In the corporate world, most receive an annual “Job Performance Review”.   Heading into my near 18th year as a full-time “Domestic Engineer” I realized I’ve never been privy to such an assessment, unless of course the scrutiny I received from the GE repairman about the deplorable conditions lurking behind our fridge count.  In that case, I would’ve been fired on the spot and not allowed to collect unemployment or ever purchase a new appliance until I completed a 10-step plan for the proper care of all such equipment.

Luckily, dust bunnies don’t rat me out and those types of instances are “mommy’s little secret”.  But in thinking about it, who would the most likely candidate be to perform this evaluation?  The two most probable choices would be my husband or my kids.  Whoa!  That’s not going to work—I mean, my husband is one of the smartest, most caring, respectful, and decent people I know—this lets him off the hook immediately.  As for my darling children—I suppose they give me informal reviews on a regular basis with comments like “Is THAT what we’re having for dinner tonight?”   Or better yet, by giving subtle gestures like rolling their eyes (when they think I’m not looking) at my exuberant suggestions like spending a Friday night having a family sock matching party or sharing those quiet sighs that the entire neighborhood can hear when I ask for a volunteer to please locate the plunger, as I will be needing it to un obstruct a little clog in the main bathroom, yet again.   Yep, they’re out too.

Given that besides our dog, the only ones left would be the deli clerk, the orthodontist or the rubbish removal guys (they know more about what I do in a week than any other human beings on the planet) I think it’s best if I rate my own performance—after all, who knows better than me what I do all week long?

Annual Job Performance Review for Cheryl L. Butler

Length of Time with the Company: 24 years, 18 of them caring for 1, here comes 2, and 3, oh baby now we’re at 4, make that 5, no, I mean 6, strike that 7, final headcount-- 8 precious children.

Current Position Held:  Supportive and Loving Wife, Doting Mother, Chief Chauffeur, Culinary Goddess, Sanitation Engineer, Laundry Diva, Homework Supervisor, PTO Maven, Teen Counselor, Queen Boo Boo Kisser, Clutter Rehabilitator, Referee at Large, Bargain Hunter Extraordinaire, Head Honcho of Lost and Found, Cheerleader of all Things Kid Butler, VP of Storytelling,  Mayor of Magic Words, CEO of Cookie Baking,  Vomit-cleaning Vixen, Duchess of Daydreaming, Stain Master, Magician, Teacher of Anything and Everything that can help make my kids make a difference in this world, Life Saver, Life Giver—WOW—I think I’ll stop there!
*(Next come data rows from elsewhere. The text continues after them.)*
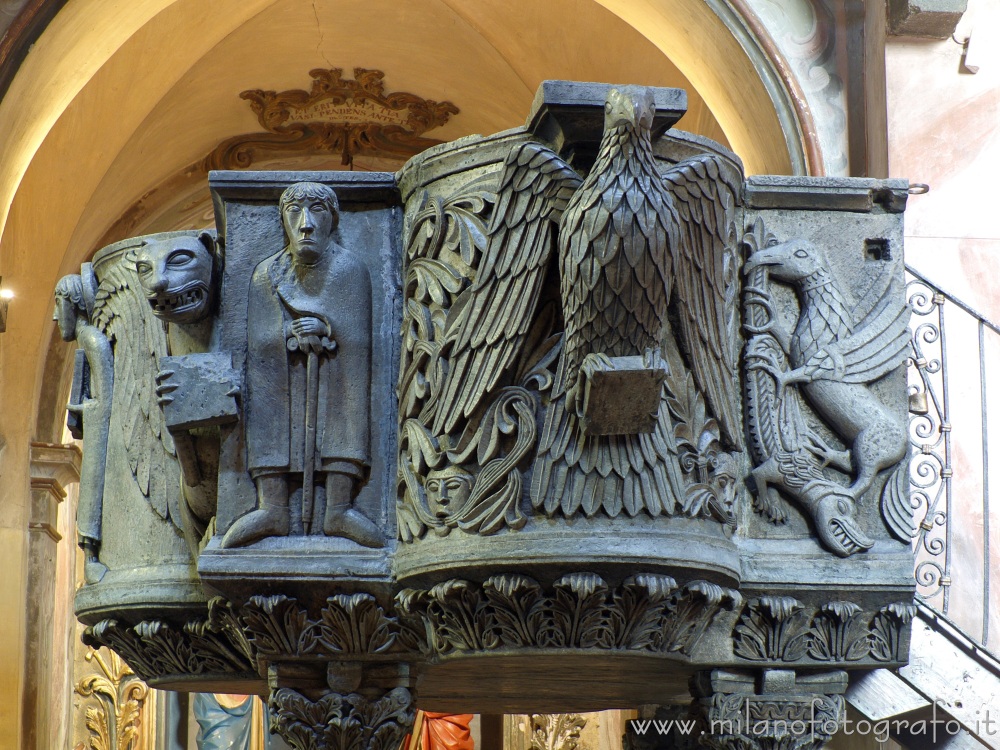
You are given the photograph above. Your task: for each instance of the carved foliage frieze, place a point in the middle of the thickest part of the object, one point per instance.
(783, 629)
(355, 624)
(155, 648)
(647, 613)
(556, 731)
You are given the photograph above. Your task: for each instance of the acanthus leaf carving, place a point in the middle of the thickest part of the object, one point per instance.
(347, 721)
(691, 611)
(839, 633)
(772, 628)
(556, 731)
(155, 648)
(887, 632)
(519, 608)
(355, 624)
(278, 625)
(645, 613)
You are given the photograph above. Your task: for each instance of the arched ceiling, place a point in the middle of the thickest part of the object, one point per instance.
(109, 115)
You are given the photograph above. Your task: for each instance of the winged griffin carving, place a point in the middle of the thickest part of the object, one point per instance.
(542, 307)
(826, 361)
(151, 299)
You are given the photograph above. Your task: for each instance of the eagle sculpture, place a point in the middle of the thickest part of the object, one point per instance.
(628, 242)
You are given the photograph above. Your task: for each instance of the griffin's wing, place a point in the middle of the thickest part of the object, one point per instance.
(879, 342)
(706, 278)
(139, 340)
(488, 323)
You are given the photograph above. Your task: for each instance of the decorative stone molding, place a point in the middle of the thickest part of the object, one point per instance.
(783, 629)
(647, 613)
(786, 712)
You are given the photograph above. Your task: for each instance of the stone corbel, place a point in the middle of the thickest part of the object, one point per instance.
(770, 710)
(357, 709)
(53, 467)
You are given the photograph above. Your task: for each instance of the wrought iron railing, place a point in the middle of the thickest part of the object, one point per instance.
(950, 408)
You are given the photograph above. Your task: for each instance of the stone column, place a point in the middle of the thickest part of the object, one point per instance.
(53, 466)
(774, 709)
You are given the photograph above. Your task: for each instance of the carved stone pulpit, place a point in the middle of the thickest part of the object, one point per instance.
(567, 418)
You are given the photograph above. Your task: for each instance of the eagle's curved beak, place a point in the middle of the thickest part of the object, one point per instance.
(630, 105)
(768, 256)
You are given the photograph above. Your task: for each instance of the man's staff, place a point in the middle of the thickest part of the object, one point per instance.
(312, 345)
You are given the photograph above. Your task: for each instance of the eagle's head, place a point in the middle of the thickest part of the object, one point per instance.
(629, 105)
(790, 261)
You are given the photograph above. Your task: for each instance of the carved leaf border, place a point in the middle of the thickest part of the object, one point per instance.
(784, 630)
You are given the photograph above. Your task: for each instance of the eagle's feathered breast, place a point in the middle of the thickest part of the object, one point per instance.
(614, 252)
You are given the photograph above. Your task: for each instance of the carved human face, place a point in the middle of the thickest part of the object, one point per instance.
(448, 491)
(309, 225)
(176, 277)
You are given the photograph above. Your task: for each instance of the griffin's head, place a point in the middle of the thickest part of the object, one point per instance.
(789, 261)
(176, 275)
(836, 527)
(629, 105)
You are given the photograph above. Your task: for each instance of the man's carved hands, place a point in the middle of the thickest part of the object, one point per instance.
(309, 334)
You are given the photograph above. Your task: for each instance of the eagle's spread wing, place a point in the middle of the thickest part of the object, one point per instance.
(490, 320)
(139, 340)
(706, 277)
(879, 343)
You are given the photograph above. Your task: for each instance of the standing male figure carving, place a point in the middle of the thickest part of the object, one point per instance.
(308, 377)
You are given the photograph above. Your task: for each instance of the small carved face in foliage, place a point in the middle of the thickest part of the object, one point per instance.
(448, 491)
(309, 213)
(176, 276)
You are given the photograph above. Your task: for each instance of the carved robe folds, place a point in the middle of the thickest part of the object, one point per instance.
(338, 292)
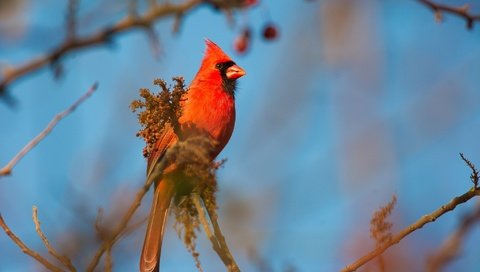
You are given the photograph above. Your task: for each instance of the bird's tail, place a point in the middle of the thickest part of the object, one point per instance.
(152, 246)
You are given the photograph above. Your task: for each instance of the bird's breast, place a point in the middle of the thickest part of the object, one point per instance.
(213, 113)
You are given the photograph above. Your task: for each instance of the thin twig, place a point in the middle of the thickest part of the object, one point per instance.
(206, 226)
(122, 227)
(7, 169)
(26, 249)
(463, 11)
(232, 265)
(474, 177)
(451, 247)
(61, 258)
(101, 37)
(431, 217)
(216, 238)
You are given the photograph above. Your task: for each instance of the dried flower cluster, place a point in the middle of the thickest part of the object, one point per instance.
(159, 111)
(380, 226)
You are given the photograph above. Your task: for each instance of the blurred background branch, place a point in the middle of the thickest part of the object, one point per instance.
(462, 11)
(7, 169)
(428, 218)
(25, 249)
(131, 21)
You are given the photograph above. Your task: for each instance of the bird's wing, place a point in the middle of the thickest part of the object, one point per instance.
(166, 140)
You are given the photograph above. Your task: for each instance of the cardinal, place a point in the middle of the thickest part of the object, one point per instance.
(209, 106)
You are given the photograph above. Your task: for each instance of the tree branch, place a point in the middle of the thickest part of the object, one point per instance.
(26, 249)
(72, 43)
(62, 259)
(431, 217)
(122, 227)
(451, 247)
(222, 252)
(7, 169)
(463, 11)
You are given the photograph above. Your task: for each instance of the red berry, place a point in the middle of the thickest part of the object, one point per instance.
(250, 3)
(240, 45)
(270, 32)
(242, 42)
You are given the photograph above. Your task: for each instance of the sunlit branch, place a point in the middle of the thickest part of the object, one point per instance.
(63, 259)
(26, 249)
(429, 218)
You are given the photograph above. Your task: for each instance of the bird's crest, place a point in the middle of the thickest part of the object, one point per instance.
(214, 52)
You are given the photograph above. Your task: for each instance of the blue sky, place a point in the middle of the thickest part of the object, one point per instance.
(354, 102)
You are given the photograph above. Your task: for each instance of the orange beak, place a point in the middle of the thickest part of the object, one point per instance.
(234, 72)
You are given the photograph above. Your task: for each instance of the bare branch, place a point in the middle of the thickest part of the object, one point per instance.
(72, 19)
(61, 258)
(7, 169)
(26, 249)
(452, 246)
(431, 217)
(474, 177)
(103, 36)
(463, 11)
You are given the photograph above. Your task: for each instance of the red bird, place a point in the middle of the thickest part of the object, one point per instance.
(209, 105)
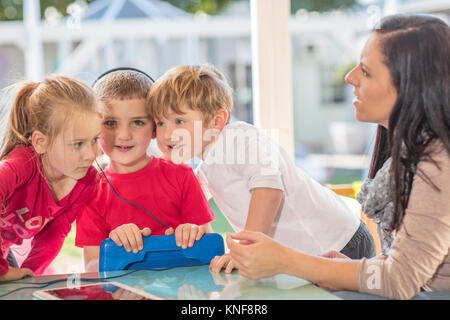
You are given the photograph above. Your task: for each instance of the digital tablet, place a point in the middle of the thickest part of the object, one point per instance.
(96, 291)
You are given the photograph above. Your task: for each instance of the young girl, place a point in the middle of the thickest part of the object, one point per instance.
(46, 175)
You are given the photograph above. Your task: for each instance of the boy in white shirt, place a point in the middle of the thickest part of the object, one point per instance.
(252, 179)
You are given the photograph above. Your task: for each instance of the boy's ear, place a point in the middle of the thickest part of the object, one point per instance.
(39, 141)
(220, 119)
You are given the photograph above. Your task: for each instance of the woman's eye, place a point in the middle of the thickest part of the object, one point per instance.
(138, 122)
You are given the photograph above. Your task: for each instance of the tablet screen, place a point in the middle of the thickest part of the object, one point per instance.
(97, 291)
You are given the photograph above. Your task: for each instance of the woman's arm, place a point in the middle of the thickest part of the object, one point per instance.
(263, 257)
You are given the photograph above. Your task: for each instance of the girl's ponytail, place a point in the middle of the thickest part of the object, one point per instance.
(46, 106)
(19, 127)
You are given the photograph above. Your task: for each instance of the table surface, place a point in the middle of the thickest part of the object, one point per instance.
(180, 283)
(195, 283)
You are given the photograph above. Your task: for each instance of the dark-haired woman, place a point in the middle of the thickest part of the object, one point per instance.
(402, 83)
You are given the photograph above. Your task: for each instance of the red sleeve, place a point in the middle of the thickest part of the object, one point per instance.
(91, 224)
(195, 208)
(4, 266)
(48, 242)
(15, 171)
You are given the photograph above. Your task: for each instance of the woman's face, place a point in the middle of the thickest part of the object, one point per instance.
(374, 92)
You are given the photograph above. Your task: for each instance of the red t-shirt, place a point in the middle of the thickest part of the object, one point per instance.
(29, 210)
(170, 192)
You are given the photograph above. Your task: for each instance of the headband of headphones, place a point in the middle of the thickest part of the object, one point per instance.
(122, 68)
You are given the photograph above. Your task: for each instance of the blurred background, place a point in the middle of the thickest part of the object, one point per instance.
(84, 38)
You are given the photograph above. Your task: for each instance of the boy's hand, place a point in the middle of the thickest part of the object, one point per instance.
(129, 236)
(16, 273)
(186, 234)
(219, 262)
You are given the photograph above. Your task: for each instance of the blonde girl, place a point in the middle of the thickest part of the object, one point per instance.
(46, 171)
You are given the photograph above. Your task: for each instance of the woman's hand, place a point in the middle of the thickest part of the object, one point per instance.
(257, 255)
(219, 262)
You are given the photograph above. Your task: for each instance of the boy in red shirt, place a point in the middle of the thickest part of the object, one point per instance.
(169, 192)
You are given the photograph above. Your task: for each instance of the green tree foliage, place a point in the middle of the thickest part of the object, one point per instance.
(208, 6)
(13, 9)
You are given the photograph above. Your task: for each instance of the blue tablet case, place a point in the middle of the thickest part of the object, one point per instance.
(160, 252)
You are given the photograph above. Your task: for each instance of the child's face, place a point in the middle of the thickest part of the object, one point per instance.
(126, 134)
(181, 137)
(74, 149)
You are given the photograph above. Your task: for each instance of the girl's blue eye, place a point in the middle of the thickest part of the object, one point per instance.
(110, 123)
(138, 122)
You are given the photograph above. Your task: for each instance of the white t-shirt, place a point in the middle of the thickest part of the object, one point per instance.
(313, 219)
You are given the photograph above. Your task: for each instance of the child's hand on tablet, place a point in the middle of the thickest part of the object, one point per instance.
(129, 236)
(16, 273)
(186, 234)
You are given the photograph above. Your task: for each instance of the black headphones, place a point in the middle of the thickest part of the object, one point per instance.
(122, 68)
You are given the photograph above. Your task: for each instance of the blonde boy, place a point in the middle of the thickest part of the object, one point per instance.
(251, 178)
(170, 193)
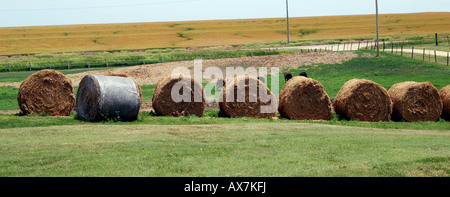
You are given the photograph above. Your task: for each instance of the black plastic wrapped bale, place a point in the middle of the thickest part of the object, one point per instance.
(108, 97)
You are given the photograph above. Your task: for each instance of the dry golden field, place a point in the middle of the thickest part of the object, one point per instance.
(99, 37)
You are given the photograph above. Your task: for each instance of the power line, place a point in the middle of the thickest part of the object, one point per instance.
(99, 7)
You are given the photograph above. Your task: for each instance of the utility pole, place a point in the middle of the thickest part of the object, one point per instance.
(378, 42)
(287, 20)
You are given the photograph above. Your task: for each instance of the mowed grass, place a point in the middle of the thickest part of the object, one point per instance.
(101, 37)
(240, 149)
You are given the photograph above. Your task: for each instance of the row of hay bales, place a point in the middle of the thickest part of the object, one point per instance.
(302, 98)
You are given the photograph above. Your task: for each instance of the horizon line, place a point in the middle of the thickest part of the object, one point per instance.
(112, 23)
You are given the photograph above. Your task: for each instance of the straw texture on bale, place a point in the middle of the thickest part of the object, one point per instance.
(231, 106)
(363, 100)
(304, 99)
(415, 101)
(100, 97)
(46, 91)
(164, 104)
(445, 97)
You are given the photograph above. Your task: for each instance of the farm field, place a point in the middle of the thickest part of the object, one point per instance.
(132, 36)
(40, 145)
(225, 150)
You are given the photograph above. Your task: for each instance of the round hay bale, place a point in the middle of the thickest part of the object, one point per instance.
(445, 97)
(165, 105)
(108, 97)
(232, 106)
(304, 99)
(415, 101)
(363, 100)
(46, 91)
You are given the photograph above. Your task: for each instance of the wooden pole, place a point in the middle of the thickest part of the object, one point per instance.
(447, 58)
(435, 36)
(423, 58)
(435, 59)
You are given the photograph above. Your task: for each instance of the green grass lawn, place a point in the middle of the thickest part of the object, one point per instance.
(212, 146)
(239, 149)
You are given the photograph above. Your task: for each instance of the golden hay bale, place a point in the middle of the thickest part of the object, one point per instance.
(238, 104)
(165, 105)
(304, 99)
(100, 97)
(46, 91)
(415, 101)
(445, 97)
(364, 100)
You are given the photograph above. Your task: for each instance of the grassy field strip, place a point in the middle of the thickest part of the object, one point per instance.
(248, 149)
(130, 36)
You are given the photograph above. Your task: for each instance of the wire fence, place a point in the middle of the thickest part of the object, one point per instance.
(415, 48)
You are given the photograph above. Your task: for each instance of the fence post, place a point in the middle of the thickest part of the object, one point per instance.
(423, 58)
(435, 59)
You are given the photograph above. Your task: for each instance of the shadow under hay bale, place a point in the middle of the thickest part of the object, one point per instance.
(445, 97)
(363, 100)
(239, 104)
(304, 99)
(108, 97)
(165, 105)
(415, 101)
(46, 91)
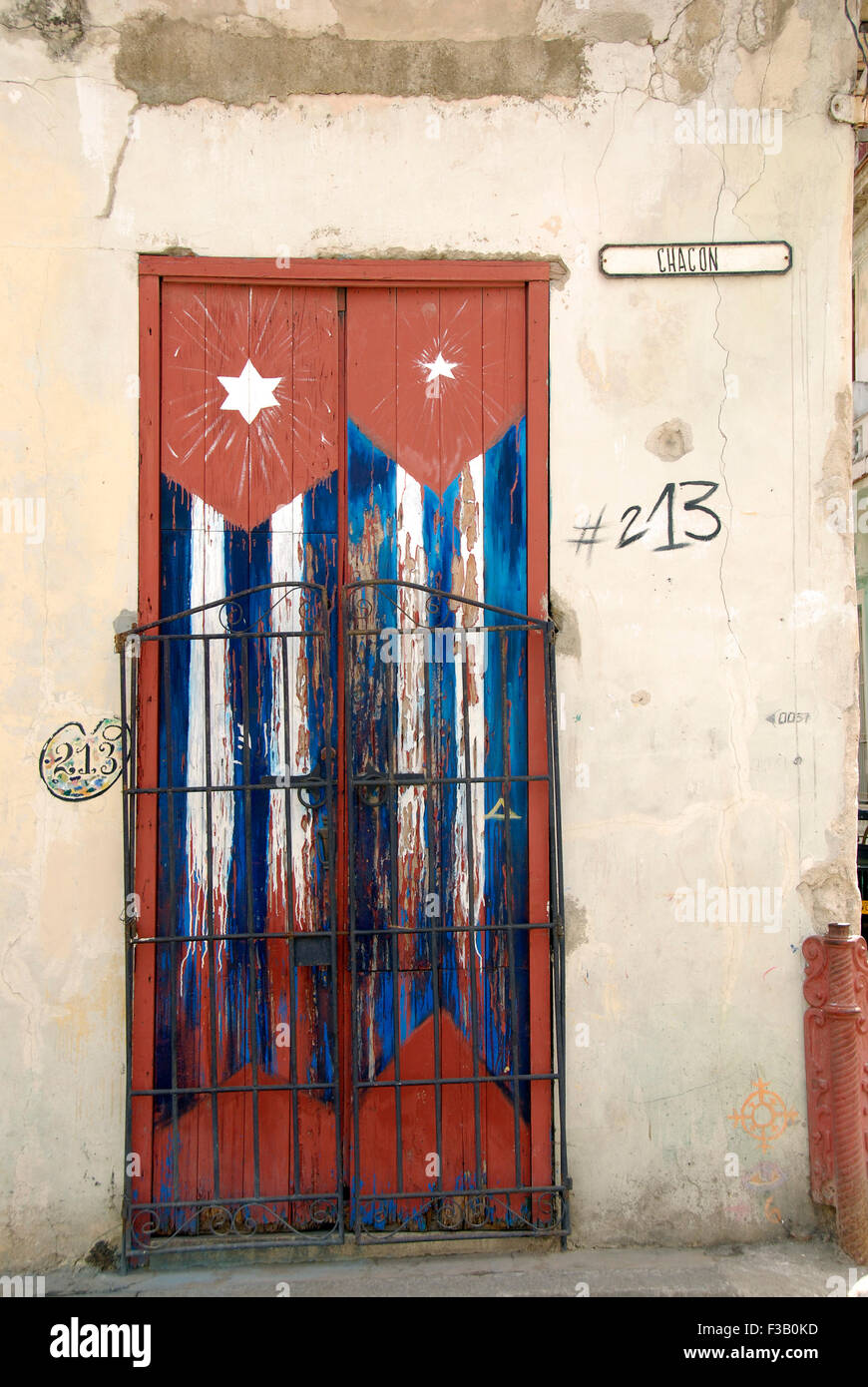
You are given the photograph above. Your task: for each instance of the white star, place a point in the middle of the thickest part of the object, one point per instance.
(249, 391)
(438, 368)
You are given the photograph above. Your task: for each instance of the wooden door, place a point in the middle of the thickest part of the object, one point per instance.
(295, 1070)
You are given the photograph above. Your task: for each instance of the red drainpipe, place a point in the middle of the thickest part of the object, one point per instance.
(836, 1067)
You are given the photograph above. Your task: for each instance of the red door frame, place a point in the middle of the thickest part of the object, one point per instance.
(372, 273)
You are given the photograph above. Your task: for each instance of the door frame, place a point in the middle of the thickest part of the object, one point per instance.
(341, 273)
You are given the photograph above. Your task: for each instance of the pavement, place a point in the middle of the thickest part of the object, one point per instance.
(783, 1268)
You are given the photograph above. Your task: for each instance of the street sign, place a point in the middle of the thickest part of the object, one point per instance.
(683, 258)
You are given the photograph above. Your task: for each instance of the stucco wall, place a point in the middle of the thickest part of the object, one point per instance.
(210, 128)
Knowledge of Work – Cheryl has gone above and beyond the call of duty in figuring out all phases (and then some) of her dream job.  At this point—what she doesn’t know won’t kill her.

Communication Cheryl has demonstrated high marks in effectiveness in listening to others, expressing ideas, both orally and in writing, and providing relevant and timely information to all those who reside in the household.  Whether or not anyone actually listens to her, cannot be held against her.

Decision Making/Problem SolvingCheryl has pulled off some unbelievable feats when figuring out how to be in 8 different places at once.  Though she still hasn’t figured out the art of cloning, she now knows what causes the white laundry to turn pink.

Expense ManagementCheryl is the first to admit that she and the word “budget” were probably not meant to come together in this lifetime.  Other than a few bounced checks and forgetting the correct amount for hot lunch and milk money, she’s holding her own.

Personal Appearance – Cheryl remembers “back in the day” when she and current fashion were pretty much one in the same.  18 years and 8 kids later, not so much.  Still, she usually never forgets to brush and floss and can disguise a stain or pilled sweater like nobody’s business.

Dependability – Cheryl has never missed a day of work in the past 24 years.  She may arrive harried and a bit late, but nothing—nothing can stop her from showing up each day to care for those she loves.

Employees Strengths:  Plain and simple—Cheryl loves her family and will continue to serve as devoted wife, mother and homemaker until her vacation home in the Caribbean is ready for occupancy.  (Just kidding—just kidding!)

Performance Areas that need Improvement: Hmmm—this is where self-evaluation is tough.  Well, not really.  If I could recommend any performance enhancement in this most important of jobs that I’ll ever hold in this lifetime, it would be to savor the small things, cut myself a bit more slack each day, not worry about what’s going on behind my refrigerator (boo hiss Mr. GE repairman!), and never forget why I applied for it in the first place—because at the end of the day it’s the only job that furnishes me with unlimited riches and benefits—my family!